Turner: Stop at a truck stop, not a hole-in-the-wall truck stop. Stop at a big-name truck stop like the TA, the Petro, the Love's, the Flying J, the Pilot. They have them everywhere. You've just got to find them, and they have apps for that. As long as you are at a truck stop, you are good. The big truck stops are always open, 24/7.
Sometimes you can't stop at a truck stop. You have to stop at a rest area. Never ever stop and try to park on the side of an interstate or on an off-ramp.
Padilla: In the daytime, most rest areas have workers there cleaning bathrooms, picking up trash. There's a lot of traffic, a lot of people, but at night you need to be careful.
Before rest stops, make sure they're well-lighted. Be aware of your surroundings while you're there. Park as close as you can to the actual bathroom area of the rest stop and just be very careful.
How do you find stops on a road trip?
Wiederhold: The nicest thing to be able to do is what I call a one-stop shop. When I stop, I'm looking for a place (where) I can get fuel and food, if not the same place, at least off the same exit. Eat a good sit-down meal if you can find it.
How can I eat a cheap road trip?
Padilla: My wife will go shopping and make me food for two weeks, and I put it in a refrigerator in the truck, and I freeze everything. And then I just microwave everything.
I'll have biscuits and gravy. I'll have homemade burritos, She makes me potato wedges and rice, whatever I want, and I just eat in my truck.
How do I find the best restaurants when traveling?

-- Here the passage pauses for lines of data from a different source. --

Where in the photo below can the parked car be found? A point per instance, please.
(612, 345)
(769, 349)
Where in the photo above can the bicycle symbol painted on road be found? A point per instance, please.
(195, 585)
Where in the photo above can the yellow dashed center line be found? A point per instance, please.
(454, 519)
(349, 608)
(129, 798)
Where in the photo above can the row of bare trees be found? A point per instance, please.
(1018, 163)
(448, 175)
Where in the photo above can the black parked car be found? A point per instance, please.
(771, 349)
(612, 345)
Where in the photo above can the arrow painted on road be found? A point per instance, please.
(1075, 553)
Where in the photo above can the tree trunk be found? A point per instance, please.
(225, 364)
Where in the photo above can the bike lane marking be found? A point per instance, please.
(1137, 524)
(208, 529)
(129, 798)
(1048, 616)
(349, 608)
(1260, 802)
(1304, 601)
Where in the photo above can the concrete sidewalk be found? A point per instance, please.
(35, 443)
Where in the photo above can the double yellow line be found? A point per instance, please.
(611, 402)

Wiederhold: Don't always fall for 'oh, I see a lot of trucks parks there, so the food must be good.' That is not true. Look for places that have a lot of cars that are local because local people can eat anywhere, and they chose to come to this place.
How do you deal with bad drivers?
Turner: I've had plenty of people flip me off. You've gotta understand, you never know what that person is going through, (if) it's road rage or they're going through something. I try not to look their way. I just keep going forward. I always tell myself, happy happy joy joy."